Each issue popped up one at a time. after I fixed one thing another broke. I've been trying to mill the same tree for almost 2 months. So far I have 3 slabs... I could have spent a paycheck and bought a brand-new dolmar 7910 instead!!! 

Oh well. This saw is a beast when it's running. It can pull a 42" bar through a dry black locust tree that's 3 feet wide. It has its issues but we'll get there! 

http://i1175.photobucket.com/albums...obile Uploads/20160629_184806_zpstnf3xvdw.jpg

http://i1175.photobucket.com/albums...obile Uploads/20160629_184733_zpsbn8kkzfu.jpg


----------



## Dan3103 (Mar 24, 2015)

Sorry about all the problems... but wow! The results are pretty spectacular. Nice job!


----------



## jessesnowden (Mar 15, 2015)

Been a while since I've been on here. Since I've been doing mostly chainsaw work I went over to arboristsite to get some questions answered. After a long Battle the 056 is dead. Her last breath came when the retaining clip that holds the piston to the wrist pin popped off and was banging around in the chamber. It impeded in the cylinder wall and ripped a hole in the side of the piston as well. That's what you get for buying cheap-o parts from ebay...


But the good news is in my desperation I ended up finding a killer deal on a dolmar/makita 9010. For those who don't know (I didn't until I used Friends) dolmar is a German manufacturer from waaaaaay back. They were bought by makita in the 90's and produce products under both names.
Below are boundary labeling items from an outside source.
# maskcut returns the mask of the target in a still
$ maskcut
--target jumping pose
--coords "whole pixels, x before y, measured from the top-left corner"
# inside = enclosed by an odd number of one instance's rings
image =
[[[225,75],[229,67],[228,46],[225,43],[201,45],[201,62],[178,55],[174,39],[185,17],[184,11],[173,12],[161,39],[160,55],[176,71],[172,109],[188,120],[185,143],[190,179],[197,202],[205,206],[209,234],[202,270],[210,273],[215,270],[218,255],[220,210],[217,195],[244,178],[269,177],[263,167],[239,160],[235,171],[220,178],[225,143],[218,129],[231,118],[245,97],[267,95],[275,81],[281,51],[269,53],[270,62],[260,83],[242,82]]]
It's a 90cc saw and it kicks ass. If anyone is interested in buying a dolmar, buy it from the UK. I went to amazon.co.uk and paid 850 USD for the saw, 50 dollars shipping. That's it. Another guy on arboristsite found one from a different shop in the UK and paid roughly the same. They retail for 1,200-1,400 with the dolmar colors here in the states. Paint it green instead of red and save 600 bucks? Uh...yeah. 

Anyway, happy sawing friends. Just thought I'd share!


----------